Hidup dan bekerja di Jakarta itu memang keras. Meski Jakarta disebut sebagai kota untuk meningkatkan tarif hidup dan buruan para lulusan, tapi tidak semuanya bisa langsung sukses bekerja di tempat mentereng dengan gaji besar.
Malah mungkin jika dilihat persentasenya masih banyak pekerja yang gajinya di kisaran UMR. Bahkan tak sedikit yang nilai gajinya belum menyentuh UMR.
Jika melihat isi dari artikel dan konten yang tersedia di ranah maya, buku, maupun di media cetak maka rata-rata perencana keuangan menargetkan audiensnya adalah kalangan menengah ke atas.

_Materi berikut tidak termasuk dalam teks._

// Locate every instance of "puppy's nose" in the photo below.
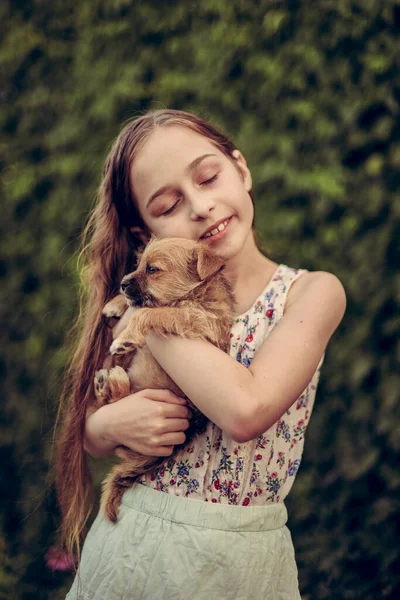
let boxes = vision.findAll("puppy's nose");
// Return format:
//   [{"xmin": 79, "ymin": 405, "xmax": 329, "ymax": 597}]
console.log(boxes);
[{"xmin": 121, "ymin": 279, "xmax": 139, "ymax": 299}]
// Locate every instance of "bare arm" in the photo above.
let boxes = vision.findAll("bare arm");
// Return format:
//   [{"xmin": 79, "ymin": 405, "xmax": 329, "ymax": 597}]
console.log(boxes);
[{"xmin": 146, "ymin": 272, "xmax": 346, "ymax": 442}]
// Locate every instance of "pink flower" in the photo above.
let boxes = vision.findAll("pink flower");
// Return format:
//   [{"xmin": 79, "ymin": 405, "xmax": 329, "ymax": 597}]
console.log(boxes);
[{"xmin": 45, "ymin": 546, "xmax": 76, "ymax": 571}]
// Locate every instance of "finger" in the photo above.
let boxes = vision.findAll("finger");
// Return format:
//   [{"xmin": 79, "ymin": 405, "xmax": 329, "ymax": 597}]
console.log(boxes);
[
  {"xmin": 143, "ymin": 389, "xmax": 187, "ymax": 404},
  {"xmin": 151, "ymin": 446, "xmax": 174, "ymax": 456},
  {"xmin": 161, "ymin": 431, "xmax": 186, "ymax": 446},
  {"xmin": 164, "ymin": 418, "xmax": 190, "ymax": 433}
]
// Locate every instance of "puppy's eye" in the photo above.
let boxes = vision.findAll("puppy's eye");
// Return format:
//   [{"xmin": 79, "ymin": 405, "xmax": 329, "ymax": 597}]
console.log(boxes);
[{"xmin": 146, "ymin": 265, "xmax": 160, "ymax": 273}]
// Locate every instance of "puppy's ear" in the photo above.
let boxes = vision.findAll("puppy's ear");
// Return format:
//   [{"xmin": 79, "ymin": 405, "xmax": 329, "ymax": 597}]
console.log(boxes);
[{"xmin": 196, "ymin": 246, "xmax": 224, "ymax": 281}]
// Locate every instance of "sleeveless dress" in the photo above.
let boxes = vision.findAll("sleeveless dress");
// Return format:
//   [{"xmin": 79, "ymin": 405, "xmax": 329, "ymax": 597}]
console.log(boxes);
[{"xmin": 66, "ymin": 264, "xmax": 325, "ymax": 600}]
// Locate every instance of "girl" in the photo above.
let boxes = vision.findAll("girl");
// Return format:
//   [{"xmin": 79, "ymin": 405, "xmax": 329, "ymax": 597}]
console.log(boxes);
[{"xmin": 58, "ymin": 110, "xmax": 346, "ymax": 600}]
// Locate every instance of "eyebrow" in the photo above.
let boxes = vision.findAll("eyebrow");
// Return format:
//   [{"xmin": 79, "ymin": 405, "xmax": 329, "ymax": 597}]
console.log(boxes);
[{"xmin": 146, "ymin": 154, "xmax": 217, "ymax": 208}]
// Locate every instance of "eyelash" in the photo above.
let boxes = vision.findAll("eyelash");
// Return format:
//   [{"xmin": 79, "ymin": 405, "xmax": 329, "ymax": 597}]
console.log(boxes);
[{"xmin": 162, "ymin": 173, "xmax": 218, "ymax": 217}]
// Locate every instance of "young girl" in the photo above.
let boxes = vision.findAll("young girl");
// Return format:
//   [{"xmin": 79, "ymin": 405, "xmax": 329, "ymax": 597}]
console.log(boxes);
[{"xmin": 58, "ymin": 110, "xmax": 346, "ymax": 600}]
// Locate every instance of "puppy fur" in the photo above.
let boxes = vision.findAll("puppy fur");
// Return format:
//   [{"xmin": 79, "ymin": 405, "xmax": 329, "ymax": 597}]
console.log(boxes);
[{"xmin": 94, "ymin": 238, "xmax": 235, "ymax": 522}]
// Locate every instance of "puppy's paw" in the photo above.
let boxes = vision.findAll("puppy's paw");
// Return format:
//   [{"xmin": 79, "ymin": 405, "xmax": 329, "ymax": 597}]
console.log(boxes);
[
  {"xmin": 94, "ymin": 369, "xmax": 110, "ymax": 404},
  {"xmin": 110, "ymin": 337, "xmax": 137, "ymax": 355},
  {"xmin": 102, "ymin": 294, "xmax": 128, "ymax": 319}
]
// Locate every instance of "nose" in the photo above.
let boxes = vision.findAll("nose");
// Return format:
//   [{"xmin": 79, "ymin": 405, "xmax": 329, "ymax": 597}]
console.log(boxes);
[{"xmin": 189, "ymin": 192, "xmax": 216, "ymax": 221}]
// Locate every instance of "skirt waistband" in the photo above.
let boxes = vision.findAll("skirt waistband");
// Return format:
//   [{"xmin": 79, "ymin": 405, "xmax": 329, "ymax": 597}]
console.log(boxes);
[{"xmin": 121, "ymin": 483, "xmax": 288, "ymax": 531}]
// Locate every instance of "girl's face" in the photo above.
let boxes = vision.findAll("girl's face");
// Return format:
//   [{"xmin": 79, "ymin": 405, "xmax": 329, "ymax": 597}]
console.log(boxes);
[{"xmin": 131, "ymin": 125, "xmax": 254, "ymax": 258}]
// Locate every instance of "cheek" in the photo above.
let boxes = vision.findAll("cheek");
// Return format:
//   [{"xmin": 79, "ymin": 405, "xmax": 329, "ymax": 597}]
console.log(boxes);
[{"xmin": 152, "ymin": 215, "xmax": 192, "ymax": 240}]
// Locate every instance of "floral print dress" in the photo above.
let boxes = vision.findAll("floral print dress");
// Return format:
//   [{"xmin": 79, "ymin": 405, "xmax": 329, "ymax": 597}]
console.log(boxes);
[{"xmin": 139, "ymin": 264, "xmax": 325, "ymax": 506}]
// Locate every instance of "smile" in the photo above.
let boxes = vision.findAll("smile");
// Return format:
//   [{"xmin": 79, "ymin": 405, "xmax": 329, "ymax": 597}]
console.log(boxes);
[{"xmin": 201, "ymin": 217, "xmax": 230, "ymax": 239}]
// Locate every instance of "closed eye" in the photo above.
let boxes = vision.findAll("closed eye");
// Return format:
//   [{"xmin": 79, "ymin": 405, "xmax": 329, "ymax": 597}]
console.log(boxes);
[
  {"xmin": 162, "ymin": 173, "xmax": 218, "ymax": 217},
  {"xmin": 201, "ymin": 173, "xmax": 218, "ymax": 185}
]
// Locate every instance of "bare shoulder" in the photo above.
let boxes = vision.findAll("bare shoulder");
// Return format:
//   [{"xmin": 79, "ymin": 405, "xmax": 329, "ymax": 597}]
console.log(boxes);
[{"xmin": 285, "ymin": 271, "xmax": 346, "ymax": 330}]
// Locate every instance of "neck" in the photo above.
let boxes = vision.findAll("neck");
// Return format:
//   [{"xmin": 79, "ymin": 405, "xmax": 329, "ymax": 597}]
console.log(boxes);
[{"xmin": 220, "ymin": 232, "xmax": 275, "ymax": 293}]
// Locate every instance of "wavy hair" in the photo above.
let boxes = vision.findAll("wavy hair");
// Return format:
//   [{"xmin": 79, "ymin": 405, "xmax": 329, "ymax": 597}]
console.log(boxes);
[{"xmin": 55, "ymin": 109, "xmax": 254, "ymax": 560}]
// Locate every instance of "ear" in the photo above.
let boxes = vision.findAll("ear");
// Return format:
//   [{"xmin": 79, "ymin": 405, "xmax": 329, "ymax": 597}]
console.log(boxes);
[
  {"xmin": 197, "ymin": 245, "xmax": 225, "ymax": 281},
  {"xmin": 232, "ymin": 150, "xmax": 253, "ymax": 192}
]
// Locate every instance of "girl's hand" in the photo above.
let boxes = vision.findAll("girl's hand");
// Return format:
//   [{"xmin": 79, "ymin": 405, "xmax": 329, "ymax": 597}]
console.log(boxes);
[{"xmin": 84, "ymin": 390, "xmax": 192, "ymax": 457}]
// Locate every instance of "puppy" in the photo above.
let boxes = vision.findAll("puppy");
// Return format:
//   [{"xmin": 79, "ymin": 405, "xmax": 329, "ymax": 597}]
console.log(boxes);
[{"xmin": 94, "ymin": 238, "xmax": 235, "ymax": 522}]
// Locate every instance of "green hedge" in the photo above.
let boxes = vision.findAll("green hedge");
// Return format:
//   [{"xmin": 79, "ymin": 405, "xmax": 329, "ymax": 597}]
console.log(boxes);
[{"xmin": 0, "ymin": 0, "xmax": 400, "ymax": 600}]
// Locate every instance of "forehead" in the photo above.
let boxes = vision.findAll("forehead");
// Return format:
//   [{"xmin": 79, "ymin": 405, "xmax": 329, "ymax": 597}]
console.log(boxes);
[{"xmin": 131, "ymin": 125, "xmax": 224, "ymax": 198}]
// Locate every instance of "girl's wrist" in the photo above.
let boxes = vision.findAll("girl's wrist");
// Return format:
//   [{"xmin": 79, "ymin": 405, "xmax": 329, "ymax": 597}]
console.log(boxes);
[{"xmin": 85, "ymin": 404, "xmax": 118, "ymax": 458}]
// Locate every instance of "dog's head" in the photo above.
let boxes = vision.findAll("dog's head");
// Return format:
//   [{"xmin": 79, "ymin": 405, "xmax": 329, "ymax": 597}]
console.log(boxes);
[{"xmin": 121, "ymin": 237, "xmax": 224, "ymax": 308}]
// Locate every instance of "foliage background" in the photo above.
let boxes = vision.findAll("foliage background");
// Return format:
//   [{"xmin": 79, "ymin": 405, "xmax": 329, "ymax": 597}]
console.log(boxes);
[{"xmin": 0, "ymin": 0, "xmax": 400, "ymax": 600}]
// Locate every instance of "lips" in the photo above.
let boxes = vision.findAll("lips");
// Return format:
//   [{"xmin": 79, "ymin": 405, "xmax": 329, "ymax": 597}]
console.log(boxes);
[{"xmin": 200, "ymin": 217, "xmax": 231, "ymax": 240}]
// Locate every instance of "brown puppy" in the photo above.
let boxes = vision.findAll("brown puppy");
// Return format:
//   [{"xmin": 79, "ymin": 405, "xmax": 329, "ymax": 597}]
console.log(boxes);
[{"xmin": 95, "ymin": 238, "xmax": 234, "ymax": 522}]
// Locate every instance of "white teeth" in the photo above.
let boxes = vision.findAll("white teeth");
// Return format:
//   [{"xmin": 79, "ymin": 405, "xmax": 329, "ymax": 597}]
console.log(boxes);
[{"xmin": 203, "ymin": 219, "xmax": 229, "ymax": 237}]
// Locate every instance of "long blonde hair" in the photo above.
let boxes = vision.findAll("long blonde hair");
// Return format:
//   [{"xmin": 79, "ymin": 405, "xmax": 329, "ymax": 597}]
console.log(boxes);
[{"xmin": 56, "ymin": 109, "xmax": 254, "ymax": 558}]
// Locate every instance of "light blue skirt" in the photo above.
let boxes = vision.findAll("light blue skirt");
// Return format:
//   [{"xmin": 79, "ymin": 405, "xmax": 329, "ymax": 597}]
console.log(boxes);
[{"xmin": 66, "ymin": 484, "xmax": 301, "ymax": 600}]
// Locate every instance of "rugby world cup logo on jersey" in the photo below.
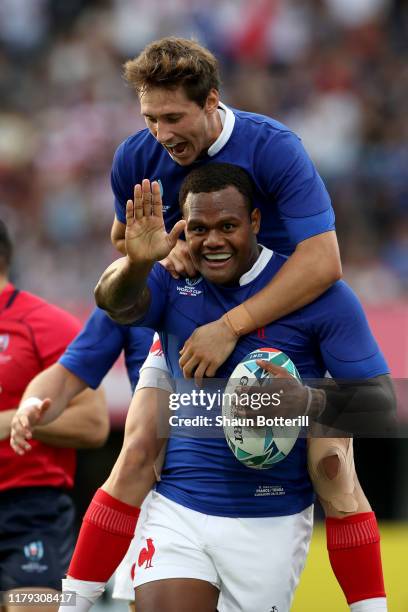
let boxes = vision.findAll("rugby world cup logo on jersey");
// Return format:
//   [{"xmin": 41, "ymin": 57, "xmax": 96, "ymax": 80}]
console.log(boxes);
[
  {"xmin": 21, "ymin": 540, "xmax": 48, "ymax": 573},
  {"xmin": 177, "ymin": 276, "xmax": 203, "ymax": 297}
]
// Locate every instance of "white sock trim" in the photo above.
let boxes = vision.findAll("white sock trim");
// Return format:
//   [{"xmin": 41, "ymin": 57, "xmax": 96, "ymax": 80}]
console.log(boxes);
[
  {"xmin": 350, "ymin": 597, "xmax": 387, "ymax": 612},
  {"xmin": 62, "ymin": 577, "xmax": 106, "ymax": 604}
]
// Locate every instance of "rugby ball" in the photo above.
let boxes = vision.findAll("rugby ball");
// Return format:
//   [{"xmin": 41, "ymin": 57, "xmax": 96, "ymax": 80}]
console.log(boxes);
[{"xmin": 222, "ymin": 348, "xmax": 301, "ymax": 470}]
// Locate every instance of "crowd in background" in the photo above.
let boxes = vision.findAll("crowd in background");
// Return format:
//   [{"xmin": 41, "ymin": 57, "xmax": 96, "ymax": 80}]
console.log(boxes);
[{"xmin": 0, "ymin": 0, "xmax": 408, "ymax": 311}]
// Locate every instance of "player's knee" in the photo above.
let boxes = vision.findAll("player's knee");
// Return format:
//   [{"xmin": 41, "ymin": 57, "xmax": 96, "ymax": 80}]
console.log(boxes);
[
  {"xmin": 308, "ymin": 438, "xmax": 359, "ymax": 513},
  {"xmin": 318, "ymin": 455, "xmax": 340, "ymax": 480}
]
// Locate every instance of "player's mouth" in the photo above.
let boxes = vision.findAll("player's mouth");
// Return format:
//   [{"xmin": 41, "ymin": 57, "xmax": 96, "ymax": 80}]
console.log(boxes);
[{"xmin": 164, "ymin": 140, "xmax": 188, "ymax": 159}]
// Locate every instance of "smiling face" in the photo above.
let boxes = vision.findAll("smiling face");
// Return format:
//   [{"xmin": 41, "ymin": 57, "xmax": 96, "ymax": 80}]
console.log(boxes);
[
  {"xmin": 140, "ymin": 87, "xmax": 222, "ymax": 166},
  {"xmin": 183, "ymin": 187, "xmax": 260, "ymax": 285}
]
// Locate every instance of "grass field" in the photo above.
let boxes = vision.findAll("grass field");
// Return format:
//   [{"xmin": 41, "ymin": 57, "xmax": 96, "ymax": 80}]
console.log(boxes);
[{"xmin": 292, "ymin": 523, "xmax": 408, "ymax": 612}]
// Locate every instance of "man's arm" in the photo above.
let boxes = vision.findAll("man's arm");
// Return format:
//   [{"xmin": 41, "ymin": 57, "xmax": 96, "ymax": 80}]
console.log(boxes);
[
  {"xmin": 180, "ymin": 231, "xmax": 342, "ymax": 378},
  {"xmin": 33, "ymin": 389, "xmax": 109, "ymax": 448},
  {"xmin": 111, "ymin": 215, "xmax": 126, "ymax": 255},
  {"xmin": 7, "ymin": 363, "xmax": 109, "ymax": 452},
  {"xmin": 241, "ymin": 360, "xmax": 397, "ymax": 437}
]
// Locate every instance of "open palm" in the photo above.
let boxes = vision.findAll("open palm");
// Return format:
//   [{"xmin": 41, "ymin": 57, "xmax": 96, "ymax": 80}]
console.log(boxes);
[{"xmin": 125, "ymin": 179, "xmax": 185, "ymax": 262}]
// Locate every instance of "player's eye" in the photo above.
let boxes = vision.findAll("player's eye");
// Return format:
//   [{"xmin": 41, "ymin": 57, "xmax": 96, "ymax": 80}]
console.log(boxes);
[
  {"xmin": 191, "ymin": 225, "xmax": 206, "ymax": 234},
  {"xmin": 167, "ymin": 115, "xmax": 181, "ymax": 123}
]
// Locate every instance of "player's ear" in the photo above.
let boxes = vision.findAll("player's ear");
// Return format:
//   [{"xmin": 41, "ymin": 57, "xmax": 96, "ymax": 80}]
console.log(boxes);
[
  {"xmin": 204, "ymin": 89, "xmax": 220, "ymax": 114},
  {"xmin": 251, "ymin": 208, "xmax": 261, "ymax": 235}
]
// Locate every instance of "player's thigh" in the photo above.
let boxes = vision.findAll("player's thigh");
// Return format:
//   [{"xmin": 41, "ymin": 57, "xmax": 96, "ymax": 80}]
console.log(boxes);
[
  {"xmin": 5, "ymin": 587, "xmax": 59, "ymax": 612},
  {"xmin": 208, "ymin": 506, "xmax": 313, "ymax": 612},
  {"xmin": 0, "ymin": 487, "xmax": 75, "ymax": 591},
  {"xmin": 135, "ymin": 578, "xmax": 219, "ymax": 612}
]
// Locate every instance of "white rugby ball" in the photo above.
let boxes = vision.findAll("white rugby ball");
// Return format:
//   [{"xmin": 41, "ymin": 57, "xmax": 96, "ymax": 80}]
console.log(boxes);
[{"xmin": 222, "ymin": 348, "xmax": 301, "ymax": 470}]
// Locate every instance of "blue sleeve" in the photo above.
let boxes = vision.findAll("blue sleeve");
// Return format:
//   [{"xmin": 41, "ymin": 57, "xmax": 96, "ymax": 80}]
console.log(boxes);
[
  {"xmin": 59, "ymin": 308, "xmax": 126, "ymax": 389},
  {"xmin": 260, "ymin": 131, "xmax": 335, "ymax": 244},
  {"xmin": 314, "ymin": 281, "xmax": 389, "ymax": 380},
  {"xmin": 133, "ymin": 263, "xmax": 171, "ymax": 331},
  {"xmin": 111, "ymin": 140, "xmax": 133, "ymax": 223}
]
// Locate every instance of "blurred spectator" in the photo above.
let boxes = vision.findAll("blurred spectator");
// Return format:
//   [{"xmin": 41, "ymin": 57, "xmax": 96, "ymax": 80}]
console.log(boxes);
[{"xmin": 0, "ymin": 0, "xmax": 408, "ymax": 310}]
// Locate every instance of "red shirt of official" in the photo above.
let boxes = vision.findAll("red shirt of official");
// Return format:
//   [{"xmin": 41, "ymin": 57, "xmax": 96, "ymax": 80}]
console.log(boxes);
[{"xmin": 0, "ymin": 283, "xmax": 80, "ymax": 491}]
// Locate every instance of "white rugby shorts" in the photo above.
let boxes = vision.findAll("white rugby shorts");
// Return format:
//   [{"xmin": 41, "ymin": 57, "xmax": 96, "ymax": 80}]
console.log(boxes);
[{"xmin": 129, "ymin": 491, "xmax": 313, "ymax": 612}]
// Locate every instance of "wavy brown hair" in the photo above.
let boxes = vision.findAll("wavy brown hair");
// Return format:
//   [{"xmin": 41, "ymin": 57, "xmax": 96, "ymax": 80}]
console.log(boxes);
[{"xmin": 124, "ymin": 37, "xmax": 220, "ymax": 108}]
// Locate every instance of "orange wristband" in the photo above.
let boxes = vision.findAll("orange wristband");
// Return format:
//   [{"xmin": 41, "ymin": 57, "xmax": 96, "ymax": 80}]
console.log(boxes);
[{"xmin": 221, "ymin": 304, "xmax": 257, "ymax": 338}]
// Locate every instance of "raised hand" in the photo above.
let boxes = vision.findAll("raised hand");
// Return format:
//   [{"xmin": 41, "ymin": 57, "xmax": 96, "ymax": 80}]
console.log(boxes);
[
  {"xmin": 10, "ymin": 397, "xmax": 51, "ymax": 455},
  {"xmin": 125, "ymin": 179, "xmax": 185, "ymax": 263}
]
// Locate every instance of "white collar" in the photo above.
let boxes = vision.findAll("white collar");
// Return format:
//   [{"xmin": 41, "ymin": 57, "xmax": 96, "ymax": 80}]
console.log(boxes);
[
  {"xmin": 207, "ymin": 102, "xmax": 235, "ymax": 157},
  {"xmin": 239, "ymin": 244, "xmax": 273, "ymax": 287}
]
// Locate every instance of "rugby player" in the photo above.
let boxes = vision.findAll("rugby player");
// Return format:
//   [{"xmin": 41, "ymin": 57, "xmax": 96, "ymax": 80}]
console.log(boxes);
[{"xmin": 96, "ymin": 164, "xmax": 394, "ymax": 611}]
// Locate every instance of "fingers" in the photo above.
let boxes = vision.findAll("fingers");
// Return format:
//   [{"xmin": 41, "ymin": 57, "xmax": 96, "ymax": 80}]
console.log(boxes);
[
  {"xmin": 152, "ymin": 181, "xmax": 163, "ymax": 217},
  {"xmin": 133, "ymin": 184, "xmax": 143, "ymax": 221},
  {"xmin": 132, "ymin": 179, "xmax": 163, "ymax": 225},
  {"xmin": 142, "ymin": 179, "xmax": 152, "ymax": 217},
  {"xmin": 10, "ymin": 398, "xmax": 51, "ymax": 455},
  {"xmin": 10, "ymin": 412, "xmax": 32, "ymax": 455}
]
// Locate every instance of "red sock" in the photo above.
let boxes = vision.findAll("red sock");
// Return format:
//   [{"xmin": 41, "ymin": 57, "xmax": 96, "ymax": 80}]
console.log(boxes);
[
  {"xmin": 326, "ymin": 512, "xmax": 385, "ymax": 604},
  {"xmin": 68, "ymin": 489, "xmax": 140, "ymax": 582}
]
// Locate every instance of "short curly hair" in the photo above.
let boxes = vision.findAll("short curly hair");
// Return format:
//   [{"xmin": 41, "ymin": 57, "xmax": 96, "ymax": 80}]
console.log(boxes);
[
  {"xmin": 179, "ymin": 163, "xmax": 254, "ymax": 213},
  {"xmin": 124, "ymin": 36, "xmax": 220, "ymax": 108}
]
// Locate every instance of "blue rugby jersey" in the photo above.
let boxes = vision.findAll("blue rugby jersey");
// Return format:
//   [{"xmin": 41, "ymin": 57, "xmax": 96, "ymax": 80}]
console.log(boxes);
[
  {"xmin": 59, "ymin": 308, "xmax": 154, "ymax": 391},
  {"xmin": 111, "ymin": 105, "xmax": 334, "ymax": 255},
  {"xmin": 135, "ymin": 249, "xmax": 388, "ymax": 517}
]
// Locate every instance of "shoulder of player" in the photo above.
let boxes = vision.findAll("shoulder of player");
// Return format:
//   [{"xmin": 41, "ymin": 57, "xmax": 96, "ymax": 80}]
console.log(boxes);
[
  {"xmin": 115, "ymin": 128, "xmax": 161, "ymax": 160},
  {"xmin": 231, "ymin": 109, "xmax": 299, "ymax": 140},
  {"xmin": 303, "ymin": 280, "xmax": 364, "ymax": 321}
]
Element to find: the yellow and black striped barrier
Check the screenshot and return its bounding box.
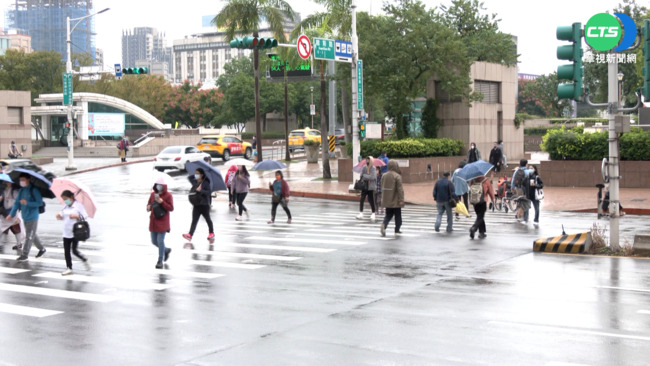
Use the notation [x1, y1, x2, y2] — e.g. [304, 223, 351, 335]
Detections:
[533, 232, 591, 253]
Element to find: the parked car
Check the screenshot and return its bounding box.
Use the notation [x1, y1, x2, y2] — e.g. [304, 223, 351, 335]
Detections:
[334, 128, 345, 145]
[289, 127, 321, 152]
[0, 159, 56, 182]
[196, 135, 253, 161]
[153, 146, 210, 172]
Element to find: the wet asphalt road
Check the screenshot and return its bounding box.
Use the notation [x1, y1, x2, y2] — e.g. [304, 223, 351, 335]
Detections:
[0, 164, 650, 365]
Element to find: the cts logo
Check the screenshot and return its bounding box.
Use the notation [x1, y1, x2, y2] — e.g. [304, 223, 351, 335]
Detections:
[585, 13, 636, 51]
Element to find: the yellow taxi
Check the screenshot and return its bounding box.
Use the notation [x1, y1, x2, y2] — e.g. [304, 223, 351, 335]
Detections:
[196, 135, 253, 161]
[289, 127, 321, 152]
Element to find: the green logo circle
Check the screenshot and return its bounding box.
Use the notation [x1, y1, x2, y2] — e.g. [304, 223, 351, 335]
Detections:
[585, 13, 623, 51]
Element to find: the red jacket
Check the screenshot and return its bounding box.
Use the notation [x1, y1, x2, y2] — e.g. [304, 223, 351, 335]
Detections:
[147, 184, 174, 233]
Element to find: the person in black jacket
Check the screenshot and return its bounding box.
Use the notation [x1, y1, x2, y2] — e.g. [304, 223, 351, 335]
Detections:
[183, 168, 214, 242]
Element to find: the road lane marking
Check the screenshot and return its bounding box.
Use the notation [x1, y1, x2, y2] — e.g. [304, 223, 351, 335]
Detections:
[0, 282, 117, 302]
[0, 303, 63, 318]
[488, 320, 650, 342]
[246, 236, 366, 245]
[34, 272, 173, 291]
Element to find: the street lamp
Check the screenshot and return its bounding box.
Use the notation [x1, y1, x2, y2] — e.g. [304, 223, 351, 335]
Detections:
[64, 8, 110, 170]
[309, 86, 315, 129]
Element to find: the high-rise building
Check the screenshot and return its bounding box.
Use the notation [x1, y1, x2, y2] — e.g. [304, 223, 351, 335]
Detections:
[122, 27, 172, 76]
[6, 0, 95, 60]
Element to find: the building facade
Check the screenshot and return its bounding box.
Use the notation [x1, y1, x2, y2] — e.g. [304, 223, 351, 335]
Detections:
[7, 0, 95, 61]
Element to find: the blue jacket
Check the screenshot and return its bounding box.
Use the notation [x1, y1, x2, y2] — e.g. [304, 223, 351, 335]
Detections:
[9, 183, 43, 222]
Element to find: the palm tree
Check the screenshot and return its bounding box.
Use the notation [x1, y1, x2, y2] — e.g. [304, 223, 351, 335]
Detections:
[212, 0, 295, 161]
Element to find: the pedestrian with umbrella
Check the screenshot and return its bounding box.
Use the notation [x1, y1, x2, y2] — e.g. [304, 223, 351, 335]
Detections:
[147, 178, 174, 269]
[183, 168, 214, 242]
[56, 190, 91, 276]
[0, 174, 25, 250]
[6, 169, 51, 262]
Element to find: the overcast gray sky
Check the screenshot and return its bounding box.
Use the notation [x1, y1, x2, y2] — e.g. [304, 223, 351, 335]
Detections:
[0, 0, 624, 74]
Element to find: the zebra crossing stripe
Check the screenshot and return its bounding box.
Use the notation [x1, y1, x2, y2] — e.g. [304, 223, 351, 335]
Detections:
[0, 303, 63, 318]
[0, 282, 117, 302]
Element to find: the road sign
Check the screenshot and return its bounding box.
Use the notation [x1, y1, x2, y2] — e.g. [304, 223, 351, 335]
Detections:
[314, 38, 336, 60]
[334, 39, 352, 62]
[63, 72, 72, 105]
[297, 34, 311, 60]
[357, 60, 363, 111]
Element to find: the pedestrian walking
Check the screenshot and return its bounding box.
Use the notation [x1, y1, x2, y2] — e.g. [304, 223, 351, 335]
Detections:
[469, 177, 494, 239]
[267, 170, 291, 224]
[433, 171, 455, 233]
[528, 165, 544, 226]
[233, 165, 251, 221]
[6, 173, 46, 262]
[226, 165, 238, 209]
[467, 142, 481, 164]
[356, 156, 377, 222]
[0, 182, 25, 250]
[183, 168, 214, 242]
[117, 136, 130, 163]
[451, 160, 469, 219]
[147, 178, 174, 269]
[379, 160, 404, 236]
[56, 190, 91, 276]
[490, 142, 503, 180]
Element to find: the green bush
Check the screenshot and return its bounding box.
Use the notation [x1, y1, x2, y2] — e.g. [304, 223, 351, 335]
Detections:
[541, 127, 650, 160]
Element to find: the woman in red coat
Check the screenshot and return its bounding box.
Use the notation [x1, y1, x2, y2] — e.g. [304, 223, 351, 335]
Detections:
[147, 178, 174, 269]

Kisahnya rata-rata tentang pegawai dengan gaji belasan juta ke atas, tidak ada beban tanggungan keluarga yang memilih kualitas terbaik untuk hidupnya.
Sangat jarang yang membidik audiens kalangan menengah ke bawah. Padahal sebenarnya literasi pengelolaan keuangan ini juga perlu bagi semua kalangan.
Ya karena rata-rata targetnya menengah ke atas maka angka-angka yang dimunculkan pun terkesan bombastis. Dari pendidikan satu orang anak dari playgroup hingga kuliah yang memakan biaya milyaran, proses persalinan hingga hampir 100 juta, juga kebutuhan lain-lain yang angkanya fantastis.
Bagi kalangan menengah ke atas maka angka-angka tersebut wajar karena si anak disekolahkan di sekolah internasional lalu bisa jadi kuliah di luar negeri.
Tapi bagi kalangan yang pas-pasan ataupun kelompok UMR maka angka tersebut terasa tidak relevan. Ada kesan menakut-nakuti bahwa hidup di kota besar itu sangat mahal.
Padahal sebenarnya hidup di Jakarta dan di kota-kota besar bisa dibuat wajar. Tidak murah-murah banget tapi cukuplah dengan nilai UMR.
Kisah-kisah yang dijual kadang-kadang terasa mengawang-awang. Memang sih ada kelompok seperti itu yang sejak lulus sudah mendapat gaji besar dan fasiitas menarik dari tempat ia bekerja.